The Wrexham and Denbigh Weekly Advertiser (established in March 1854) was a weekly English language newspaper in Wales.

It contained local news and information from north-east Wales and the border area. Although it claimed no political allegiance, it supported the Liberal party. It was published by George Bayley.

The Wrexham and Denbigh Weekly Advertiser was a successor to the fortnightly Wrexham Advertiser (1850-1854) and the monthly Wrexham Registrar (1848–49).

The first issue appeared on Saturday 11 March 1854 with the title Wrexham and Denbigh Weekly Advertiser, and Cheshire, Shropshire, Denbighshire, Flintshire, and North Wales Chronicle. it was a four-page broadsheet, priced 2d., 3d. if stamped.

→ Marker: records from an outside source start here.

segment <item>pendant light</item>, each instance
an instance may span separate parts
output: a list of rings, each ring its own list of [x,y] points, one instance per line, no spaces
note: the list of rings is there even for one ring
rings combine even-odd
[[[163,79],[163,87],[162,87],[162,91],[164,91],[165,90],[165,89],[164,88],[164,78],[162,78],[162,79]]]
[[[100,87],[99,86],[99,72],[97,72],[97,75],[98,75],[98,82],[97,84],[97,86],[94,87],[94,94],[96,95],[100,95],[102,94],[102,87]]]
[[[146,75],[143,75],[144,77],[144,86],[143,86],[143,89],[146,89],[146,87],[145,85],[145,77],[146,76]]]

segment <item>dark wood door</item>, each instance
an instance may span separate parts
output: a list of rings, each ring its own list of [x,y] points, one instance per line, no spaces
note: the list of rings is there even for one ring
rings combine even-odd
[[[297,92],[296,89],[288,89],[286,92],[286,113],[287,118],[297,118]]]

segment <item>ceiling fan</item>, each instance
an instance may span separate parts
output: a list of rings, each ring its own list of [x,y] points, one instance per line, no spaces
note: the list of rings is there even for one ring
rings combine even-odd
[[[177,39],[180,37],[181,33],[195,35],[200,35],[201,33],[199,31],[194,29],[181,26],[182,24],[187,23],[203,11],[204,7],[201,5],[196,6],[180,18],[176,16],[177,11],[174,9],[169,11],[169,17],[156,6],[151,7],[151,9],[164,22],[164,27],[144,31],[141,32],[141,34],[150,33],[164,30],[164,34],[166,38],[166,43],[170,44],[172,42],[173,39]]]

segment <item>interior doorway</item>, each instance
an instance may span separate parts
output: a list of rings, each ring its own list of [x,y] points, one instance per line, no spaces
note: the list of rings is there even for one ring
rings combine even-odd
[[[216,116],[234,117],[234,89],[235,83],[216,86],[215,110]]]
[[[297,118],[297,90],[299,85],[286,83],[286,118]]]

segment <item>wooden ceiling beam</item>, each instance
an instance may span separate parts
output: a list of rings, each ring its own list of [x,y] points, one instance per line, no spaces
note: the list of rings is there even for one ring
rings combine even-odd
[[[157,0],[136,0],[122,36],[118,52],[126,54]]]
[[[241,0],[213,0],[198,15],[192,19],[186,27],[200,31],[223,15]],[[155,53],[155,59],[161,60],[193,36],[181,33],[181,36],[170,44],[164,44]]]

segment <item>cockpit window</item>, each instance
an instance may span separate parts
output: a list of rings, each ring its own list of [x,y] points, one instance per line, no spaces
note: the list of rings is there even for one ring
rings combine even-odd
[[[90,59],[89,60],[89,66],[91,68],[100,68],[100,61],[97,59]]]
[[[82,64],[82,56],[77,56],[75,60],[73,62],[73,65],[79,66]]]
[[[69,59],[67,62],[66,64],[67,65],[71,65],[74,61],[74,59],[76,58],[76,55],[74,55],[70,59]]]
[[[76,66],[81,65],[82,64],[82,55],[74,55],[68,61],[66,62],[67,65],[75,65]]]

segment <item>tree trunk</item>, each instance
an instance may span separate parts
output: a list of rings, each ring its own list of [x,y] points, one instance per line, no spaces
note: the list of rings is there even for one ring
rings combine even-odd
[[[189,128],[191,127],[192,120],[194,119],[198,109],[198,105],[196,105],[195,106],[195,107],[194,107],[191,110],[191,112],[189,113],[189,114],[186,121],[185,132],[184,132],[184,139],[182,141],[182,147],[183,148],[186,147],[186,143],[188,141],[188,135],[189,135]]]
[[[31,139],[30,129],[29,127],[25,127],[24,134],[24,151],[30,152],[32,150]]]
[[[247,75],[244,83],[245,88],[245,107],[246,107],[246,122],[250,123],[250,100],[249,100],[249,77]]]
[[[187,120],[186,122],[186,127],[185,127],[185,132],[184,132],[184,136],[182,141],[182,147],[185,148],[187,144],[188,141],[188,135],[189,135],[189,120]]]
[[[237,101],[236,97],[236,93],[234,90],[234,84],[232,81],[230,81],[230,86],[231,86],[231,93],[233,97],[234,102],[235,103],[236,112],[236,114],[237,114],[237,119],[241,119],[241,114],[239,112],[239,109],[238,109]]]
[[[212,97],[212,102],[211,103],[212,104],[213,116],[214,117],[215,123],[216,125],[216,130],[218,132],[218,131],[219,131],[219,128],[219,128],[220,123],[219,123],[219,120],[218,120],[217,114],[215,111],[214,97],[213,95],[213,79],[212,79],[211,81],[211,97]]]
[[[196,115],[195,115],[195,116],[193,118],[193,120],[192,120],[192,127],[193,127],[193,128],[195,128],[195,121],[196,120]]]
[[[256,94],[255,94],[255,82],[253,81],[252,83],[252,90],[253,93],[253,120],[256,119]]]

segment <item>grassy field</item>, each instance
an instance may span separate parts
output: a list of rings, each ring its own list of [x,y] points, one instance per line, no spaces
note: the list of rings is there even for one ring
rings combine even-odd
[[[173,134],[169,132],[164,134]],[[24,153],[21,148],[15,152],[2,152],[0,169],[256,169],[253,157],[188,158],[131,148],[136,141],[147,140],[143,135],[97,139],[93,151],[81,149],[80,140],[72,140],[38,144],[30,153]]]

The title changed from the Wrexham and Denbigh Weekly Advertiser to the Wrexham and Denbighshire Weekly Advertiser on 2 February 1856. In February 1863 it became the Wrexham Advertiser and Denbighshire, Cheshire, Shropshire and North Wales Register.

Circulation

1857 - 550 copies per week

1859 - 2,000 copies per week

Rivals

The Wrexham and Denbigh Weekly Advertiser had a rival in the Conservative-supporting Wrexham Albion (1854), later the Wrexhamite (1855-1857).